Hamas and its allies are “trying to get access to classified data by social engineering, sending messages to IDF soldiers, asking them where they are fighting, what they are doing, how many people they are with and what their mission is,” Refael Franco, founder of the Tel Aviv-based Code Blue Cyber, told JNS.

A former deputy head of the INCD and Israeli National Cyber Defense Branch, Franco said Iran has used artificial intelligence to create fake pictures of a purported attack on a key piece of Israeli infrastructure.

“They published pictures from the internal network, but they’re all fake. I got emails and phone calls from reporters from all over the globe asking me to tell them more about the attack,” Franco said. “I tried to tell them this is fake news. It takes a lot of time until they believe me.”

As of last month when he spoke to JNS, Arvatz has given Israel high marks for fending off cyberattacks, especially those that could cost lives. But it takes hits in other areas.

“There are a lot of initiatives to fundraise for soldiers, for people from the south that were hurt, and this is being leveraged for fraud attacks—to essentially steal money from civilians that want to donate to good causes,” Arvatz said.

‘It’s very easy to take money from people’

Anti-Israel thieves have used artificial intelligence to create a realistic Hebrew-language website to solicit donations purportedly for Oct. 7 victims.

Arvatz said the use of artificial intelligence helps non-Hebrew speakers eliminate grammatical and other mistakes in their website copy that might otherwise set off red flags among native Hebrew speakers. “When there isn’t any way to validate the website or the domain behind it, it’s very easy to take money from people,” he said.

Shin Bet head Ronen Bar speaks at the annual Cyber Week conference at Tel Aviv University on June 27, 2023. Photo by Avshalom Sassoni/Flash90.

But new artificial intelligence methods run both ways.

Arvatz couldn’t cite specific examples but said it’s “fair to assume” that the Israeli military is using artificial intelligence to analyze footage to identify Hamas members and other terrorists who took part in the Oct. 7 massacre. He also assumes it is doing so to analyze phone calls and translate them into text in a “very fast, very high-scale manner, and to make sure you don’t miss anything.”

There are no indications that the efforts of Hamas and its allies have cost Israeli lives or done significant damage on the cyberspace front.

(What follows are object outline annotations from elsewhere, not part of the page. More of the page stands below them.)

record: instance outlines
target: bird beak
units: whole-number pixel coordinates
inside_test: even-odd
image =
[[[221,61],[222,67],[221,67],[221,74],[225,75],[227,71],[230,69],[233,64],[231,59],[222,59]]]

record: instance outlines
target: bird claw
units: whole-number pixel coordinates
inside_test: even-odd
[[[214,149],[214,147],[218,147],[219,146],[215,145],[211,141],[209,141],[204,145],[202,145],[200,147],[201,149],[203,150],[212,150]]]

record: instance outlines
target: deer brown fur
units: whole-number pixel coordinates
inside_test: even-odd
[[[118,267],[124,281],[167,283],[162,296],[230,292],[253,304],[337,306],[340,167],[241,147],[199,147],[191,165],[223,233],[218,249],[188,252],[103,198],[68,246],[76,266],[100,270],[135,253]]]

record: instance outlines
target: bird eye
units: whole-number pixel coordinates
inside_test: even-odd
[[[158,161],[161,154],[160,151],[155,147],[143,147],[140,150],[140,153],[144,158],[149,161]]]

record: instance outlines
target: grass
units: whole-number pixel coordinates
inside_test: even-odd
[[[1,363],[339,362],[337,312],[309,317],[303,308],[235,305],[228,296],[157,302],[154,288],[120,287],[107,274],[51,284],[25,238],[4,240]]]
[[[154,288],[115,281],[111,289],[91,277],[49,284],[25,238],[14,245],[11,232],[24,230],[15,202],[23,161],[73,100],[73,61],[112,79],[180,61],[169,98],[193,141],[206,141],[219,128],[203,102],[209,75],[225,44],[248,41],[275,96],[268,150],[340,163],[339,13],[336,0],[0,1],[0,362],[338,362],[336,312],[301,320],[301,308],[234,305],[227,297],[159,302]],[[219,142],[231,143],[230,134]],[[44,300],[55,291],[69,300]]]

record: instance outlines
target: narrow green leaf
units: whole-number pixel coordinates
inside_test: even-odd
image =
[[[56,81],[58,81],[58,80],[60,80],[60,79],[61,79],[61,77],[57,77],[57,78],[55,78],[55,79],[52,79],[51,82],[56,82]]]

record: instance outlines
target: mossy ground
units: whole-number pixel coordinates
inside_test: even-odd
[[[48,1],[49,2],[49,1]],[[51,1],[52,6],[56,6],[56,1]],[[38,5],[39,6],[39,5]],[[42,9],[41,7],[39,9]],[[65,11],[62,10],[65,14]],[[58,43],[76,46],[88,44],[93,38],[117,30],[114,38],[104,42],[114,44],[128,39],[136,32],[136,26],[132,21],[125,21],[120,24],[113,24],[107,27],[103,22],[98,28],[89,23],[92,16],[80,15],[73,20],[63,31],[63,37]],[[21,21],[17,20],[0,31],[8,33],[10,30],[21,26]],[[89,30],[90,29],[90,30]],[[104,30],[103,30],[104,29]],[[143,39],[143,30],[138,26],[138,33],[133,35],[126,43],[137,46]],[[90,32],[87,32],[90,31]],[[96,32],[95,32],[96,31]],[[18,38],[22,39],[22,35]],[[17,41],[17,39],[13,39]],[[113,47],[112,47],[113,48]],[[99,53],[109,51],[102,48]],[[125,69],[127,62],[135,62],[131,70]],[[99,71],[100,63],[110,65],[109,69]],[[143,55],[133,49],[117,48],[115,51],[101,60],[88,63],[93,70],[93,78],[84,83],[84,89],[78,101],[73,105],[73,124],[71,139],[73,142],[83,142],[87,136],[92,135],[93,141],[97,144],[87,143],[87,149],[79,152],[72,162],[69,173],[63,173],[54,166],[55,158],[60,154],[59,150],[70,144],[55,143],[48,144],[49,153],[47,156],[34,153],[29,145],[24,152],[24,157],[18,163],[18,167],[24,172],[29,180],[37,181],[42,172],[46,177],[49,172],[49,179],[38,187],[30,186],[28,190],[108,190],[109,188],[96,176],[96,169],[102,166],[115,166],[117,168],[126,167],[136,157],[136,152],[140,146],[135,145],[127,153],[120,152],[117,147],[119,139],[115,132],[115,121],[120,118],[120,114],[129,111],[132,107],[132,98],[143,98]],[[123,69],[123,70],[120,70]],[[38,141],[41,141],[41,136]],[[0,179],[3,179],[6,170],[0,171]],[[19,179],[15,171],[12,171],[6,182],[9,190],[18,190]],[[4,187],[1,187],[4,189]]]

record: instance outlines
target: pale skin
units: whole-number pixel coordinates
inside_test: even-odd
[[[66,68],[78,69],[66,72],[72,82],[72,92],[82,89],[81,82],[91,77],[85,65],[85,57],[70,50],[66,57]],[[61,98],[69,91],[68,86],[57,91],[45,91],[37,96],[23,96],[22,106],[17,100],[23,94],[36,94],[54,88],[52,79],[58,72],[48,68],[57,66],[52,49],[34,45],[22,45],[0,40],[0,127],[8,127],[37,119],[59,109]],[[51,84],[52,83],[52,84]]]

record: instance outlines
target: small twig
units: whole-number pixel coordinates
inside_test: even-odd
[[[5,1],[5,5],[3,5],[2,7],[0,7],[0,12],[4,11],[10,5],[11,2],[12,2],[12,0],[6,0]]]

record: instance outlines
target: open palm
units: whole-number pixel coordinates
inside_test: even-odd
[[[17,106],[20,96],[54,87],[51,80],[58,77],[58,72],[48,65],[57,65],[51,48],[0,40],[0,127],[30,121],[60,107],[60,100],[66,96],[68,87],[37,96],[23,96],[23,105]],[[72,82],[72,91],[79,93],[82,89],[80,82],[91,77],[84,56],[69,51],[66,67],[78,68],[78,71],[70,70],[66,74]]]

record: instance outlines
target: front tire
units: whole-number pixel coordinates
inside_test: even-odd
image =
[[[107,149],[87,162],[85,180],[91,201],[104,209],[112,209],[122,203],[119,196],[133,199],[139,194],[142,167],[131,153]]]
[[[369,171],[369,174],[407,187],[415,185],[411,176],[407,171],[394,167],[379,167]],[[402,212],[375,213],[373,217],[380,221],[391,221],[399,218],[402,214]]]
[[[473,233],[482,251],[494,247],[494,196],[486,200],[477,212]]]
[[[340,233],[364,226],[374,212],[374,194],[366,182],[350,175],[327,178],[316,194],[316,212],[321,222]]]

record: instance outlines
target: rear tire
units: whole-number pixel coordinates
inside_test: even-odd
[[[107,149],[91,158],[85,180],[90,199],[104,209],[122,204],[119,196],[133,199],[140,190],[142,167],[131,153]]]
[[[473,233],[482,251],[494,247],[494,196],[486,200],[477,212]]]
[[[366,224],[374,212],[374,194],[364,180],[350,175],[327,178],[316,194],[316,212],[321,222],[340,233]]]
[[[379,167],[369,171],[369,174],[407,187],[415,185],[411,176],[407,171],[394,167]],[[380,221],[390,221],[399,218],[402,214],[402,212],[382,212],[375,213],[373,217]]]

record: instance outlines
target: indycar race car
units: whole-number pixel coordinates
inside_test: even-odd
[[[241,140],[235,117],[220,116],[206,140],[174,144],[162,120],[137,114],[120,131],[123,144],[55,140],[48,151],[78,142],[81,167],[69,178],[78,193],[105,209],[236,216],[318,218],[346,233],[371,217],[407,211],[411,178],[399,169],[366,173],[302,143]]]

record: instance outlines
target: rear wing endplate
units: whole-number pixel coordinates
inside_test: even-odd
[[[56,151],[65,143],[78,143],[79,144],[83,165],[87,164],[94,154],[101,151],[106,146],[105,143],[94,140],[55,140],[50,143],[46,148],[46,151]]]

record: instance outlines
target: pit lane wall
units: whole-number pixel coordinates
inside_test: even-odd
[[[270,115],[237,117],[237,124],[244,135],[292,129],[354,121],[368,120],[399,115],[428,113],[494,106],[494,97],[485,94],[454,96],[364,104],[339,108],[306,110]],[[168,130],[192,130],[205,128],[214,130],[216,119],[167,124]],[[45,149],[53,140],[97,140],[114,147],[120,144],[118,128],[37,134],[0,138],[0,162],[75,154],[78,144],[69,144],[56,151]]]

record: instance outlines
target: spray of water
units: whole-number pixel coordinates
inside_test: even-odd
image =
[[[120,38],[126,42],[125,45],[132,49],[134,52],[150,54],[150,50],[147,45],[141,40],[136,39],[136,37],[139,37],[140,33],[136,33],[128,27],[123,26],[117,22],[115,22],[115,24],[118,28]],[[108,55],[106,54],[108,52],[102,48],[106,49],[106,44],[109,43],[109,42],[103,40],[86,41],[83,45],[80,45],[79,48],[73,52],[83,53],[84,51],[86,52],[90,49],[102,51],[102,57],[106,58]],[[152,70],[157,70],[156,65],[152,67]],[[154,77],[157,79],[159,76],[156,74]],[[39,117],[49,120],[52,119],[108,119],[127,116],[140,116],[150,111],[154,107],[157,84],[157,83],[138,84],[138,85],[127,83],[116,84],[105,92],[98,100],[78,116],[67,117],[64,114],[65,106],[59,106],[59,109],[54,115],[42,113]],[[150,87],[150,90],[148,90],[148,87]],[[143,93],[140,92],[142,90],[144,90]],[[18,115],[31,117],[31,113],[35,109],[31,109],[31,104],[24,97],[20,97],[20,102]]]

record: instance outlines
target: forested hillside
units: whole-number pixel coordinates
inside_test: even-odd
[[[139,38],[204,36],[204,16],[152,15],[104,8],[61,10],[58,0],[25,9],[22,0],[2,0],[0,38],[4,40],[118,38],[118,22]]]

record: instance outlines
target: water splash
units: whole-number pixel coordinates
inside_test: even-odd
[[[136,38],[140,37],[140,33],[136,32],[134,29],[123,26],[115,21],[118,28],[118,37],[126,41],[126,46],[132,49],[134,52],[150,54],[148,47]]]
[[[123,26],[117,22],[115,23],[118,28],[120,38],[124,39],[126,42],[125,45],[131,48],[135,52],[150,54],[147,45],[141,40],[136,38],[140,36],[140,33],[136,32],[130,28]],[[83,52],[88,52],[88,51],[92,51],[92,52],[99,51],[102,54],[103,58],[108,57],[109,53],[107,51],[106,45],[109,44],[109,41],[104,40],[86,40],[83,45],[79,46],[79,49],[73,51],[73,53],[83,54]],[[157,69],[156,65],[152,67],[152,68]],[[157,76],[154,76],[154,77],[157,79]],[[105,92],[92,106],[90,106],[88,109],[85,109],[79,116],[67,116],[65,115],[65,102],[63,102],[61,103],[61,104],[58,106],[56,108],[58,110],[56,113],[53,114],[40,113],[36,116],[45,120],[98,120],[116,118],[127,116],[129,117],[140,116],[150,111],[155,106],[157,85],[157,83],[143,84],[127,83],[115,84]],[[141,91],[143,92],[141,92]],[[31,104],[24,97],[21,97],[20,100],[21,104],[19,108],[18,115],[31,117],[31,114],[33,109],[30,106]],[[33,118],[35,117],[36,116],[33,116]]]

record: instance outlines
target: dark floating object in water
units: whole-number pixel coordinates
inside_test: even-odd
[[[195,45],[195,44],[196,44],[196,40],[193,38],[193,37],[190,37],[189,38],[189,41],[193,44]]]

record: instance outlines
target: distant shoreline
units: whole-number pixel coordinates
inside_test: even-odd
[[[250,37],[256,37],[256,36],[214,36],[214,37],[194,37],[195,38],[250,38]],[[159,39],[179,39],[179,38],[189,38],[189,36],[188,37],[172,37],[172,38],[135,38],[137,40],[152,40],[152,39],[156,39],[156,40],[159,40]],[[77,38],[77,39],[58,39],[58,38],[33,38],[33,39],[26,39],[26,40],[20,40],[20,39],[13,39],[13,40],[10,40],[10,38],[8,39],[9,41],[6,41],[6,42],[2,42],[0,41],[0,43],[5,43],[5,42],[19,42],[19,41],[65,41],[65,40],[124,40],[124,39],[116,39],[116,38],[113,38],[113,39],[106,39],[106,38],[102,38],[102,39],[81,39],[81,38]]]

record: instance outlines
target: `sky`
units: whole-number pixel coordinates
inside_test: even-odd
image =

But there is still much to be learned from the efforts, Arvatz noted.

“What’s happened in cyberspace tells us a lot about things that don’t happen in the real world,” he said.

For instance, groups that launched cyberattacks on Israeli targets in the opening weeks of the Israel-Hamas war soon turned their attention to Western targets, including attacking several major U.S. news organizations.

“They conceive us all part of the same group of Western civilization that is fighting them,” he said. “Israel is trying to explain to the world that Israel is only the beginning, and this is part of a campaign against the entire Western world. This is a narrative that is very hard to convey to people because they see the war here in Israel.”